«LES PERTES MENSUELLES DES SOCIETES AEROPORTUAIRES S’ELEVENT A PLUS DE 50 MILLIARDS FCFA»
Secrétaire général du Syndicat Unique des travailleurs du transport Aérien et Activités Annexes du Sénégal (Suttaaas), Alassane Ndoye revient largement, dans l’entretien accordé à «L’As», sur les impacts du Covid-19 dans le secteur du transport aérien

Secrétaire général du Syndicat Unique des travailleurs du transport Aérien et Activités Annexes du Sénégal (Suttaaas), Alassane Ndoye revient largement, dans l’entretien accordé à «L’As», sur les impacts du Covid-19 dans le secteur du transport aérien. Il se prononce sur les frontières fermées depuis le 20 mars dernier, les entreprises évoluant sur la plateforme aéroportuaire qui commencent à toucher le fond. Selon le syndicaliste Alassane Ndoye, les pertes mensuelles s’élèvent à plus de 50 milliards FCFA.
«L’AS» : Comment vivez-vous la fermeture des frontières aériennes consécutive à la propagation du nouveau coronavirus au Sénégal et dans le monde ?
ALASSANENDOYE: La pandémie du Covid-19 touche d’abord le transport aérien plus que n’importe quel autre secteur dans le monde. La maladie a été déclarée en Chine et en l’espace de 90 jours, elle a fait le tour du monde, facilité par les voyages. Donc les premiers impactés, ce sont les avions et les frontières aériennes. Au début de la crise, il y avait un ralentissement et les aéroports avaient commencé à mettre en place des mesures de riposte notamment une vérification de température dans tous les aéroports du monde afin de contenir la propagation rapide du virus. Après une explosion de la pandémie en Europe et dans le continent américain, les Etats africains étaient obligés de se barricader pour éviter quand-même les cas importés. Avec comme première conséquence, un ralentissement; puis un arrêt total de l’activité au niveau du secteur aérien.

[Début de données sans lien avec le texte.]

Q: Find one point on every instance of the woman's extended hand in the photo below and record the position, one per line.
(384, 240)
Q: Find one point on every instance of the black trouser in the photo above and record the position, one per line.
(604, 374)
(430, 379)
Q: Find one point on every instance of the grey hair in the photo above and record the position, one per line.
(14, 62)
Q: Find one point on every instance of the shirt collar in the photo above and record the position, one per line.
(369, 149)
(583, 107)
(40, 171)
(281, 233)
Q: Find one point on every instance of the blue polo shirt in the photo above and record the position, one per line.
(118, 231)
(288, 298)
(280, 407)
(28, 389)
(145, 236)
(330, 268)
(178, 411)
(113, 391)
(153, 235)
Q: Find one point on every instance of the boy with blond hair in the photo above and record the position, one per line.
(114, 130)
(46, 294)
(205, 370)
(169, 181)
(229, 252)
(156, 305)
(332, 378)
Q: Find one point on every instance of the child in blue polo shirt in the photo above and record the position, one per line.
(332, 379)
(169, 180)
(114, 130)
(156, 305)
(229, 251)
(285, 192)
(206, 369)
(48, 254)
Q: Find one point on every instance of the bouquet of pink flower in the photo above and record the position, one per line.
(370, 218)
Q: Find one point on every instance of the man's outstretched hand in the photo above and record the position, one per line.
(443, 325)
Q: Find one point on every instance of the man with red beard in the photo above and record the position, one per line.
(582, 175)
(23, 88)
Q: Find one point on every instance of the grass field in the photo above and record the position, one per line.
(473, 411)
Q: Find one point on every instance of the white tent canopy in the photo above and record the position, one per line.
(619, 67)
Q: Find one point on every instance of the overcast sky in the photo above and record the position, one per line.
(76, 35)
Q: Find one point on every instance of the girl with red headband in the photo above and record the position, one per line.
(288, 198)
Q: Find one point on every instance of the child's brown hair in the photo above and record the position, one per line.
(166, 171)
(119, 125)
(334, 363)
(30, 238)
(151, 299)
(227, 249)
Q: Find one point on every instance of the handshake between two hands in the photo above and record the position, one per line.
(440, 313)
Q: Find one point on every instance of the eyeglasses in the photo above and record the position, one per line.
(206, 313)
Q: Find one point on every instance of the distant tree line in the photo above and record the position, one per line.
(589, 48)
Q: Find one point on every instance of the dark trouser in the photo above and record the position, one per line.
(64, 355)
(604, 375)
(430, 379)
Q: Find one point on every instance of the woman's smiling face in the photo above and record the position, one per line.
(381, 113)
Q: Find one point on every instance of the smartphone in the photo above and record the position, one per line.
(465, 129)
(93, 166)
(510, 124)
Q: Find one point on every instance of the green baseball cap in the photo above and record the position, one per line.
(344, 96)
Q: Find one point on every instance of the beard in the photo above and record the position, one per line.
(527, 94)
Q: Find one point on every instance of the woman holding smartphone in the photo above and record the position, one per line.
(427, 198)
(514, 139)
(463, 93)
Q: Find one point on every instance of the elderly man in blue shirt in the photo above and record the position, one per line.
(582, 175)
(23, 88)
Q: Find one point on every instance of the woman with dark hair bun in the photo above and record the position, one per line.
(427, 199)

Est-ce qu’il est possible d’évaluer les pertes commerciales dues à cette pandémie ?
L'Association du transport aérien international(IATA) a eu à alerter pour dire que les pertes étaient estimées à 114 milliards de F CFA au tout début pour tout le secteur aérien. Et le dernier réajustement laisse entrevoir 314 milliards de pertes et on parle d’une année 2020 négative. Pour ce qui est de 2021, en fonction de l’évolution de la pandémie, ce sera une reprise très lente et progressive. Ce qui fait que dès que l’aéroport est touché, par ricochet tous les autres secteurs qui gravitent autour de l’aéroport et de l’industrie du voyage ont commencé à être impactés. C’est le cas notamment de la restauration, du tourisme et cela va continuer au niveau du commerce. Aujourd’hui, les avions de rapatriement permettent de maintenir un semblant d’activité alors qu’ils ne génèrent pas d’argent. Les avions sont mêmes obligés de voler dans un sens à vide. Aussi, dans les aéroports, il y a des gens qui investissent, qui s’occupent des salons pour les passagers. S’il n’y a pas de passagers, les salons ferment. Il y a une industrie de la restauration aérienne. Ici c’est «Cerbere» qui a cette activité. Si tu faisais par exemple dix mille plateaux par mois ; là, tu te retrouves avec moins de 500 par mois en fonction des vols cargo et de certains vols spéciaux. C’est un énorme manque à gagner.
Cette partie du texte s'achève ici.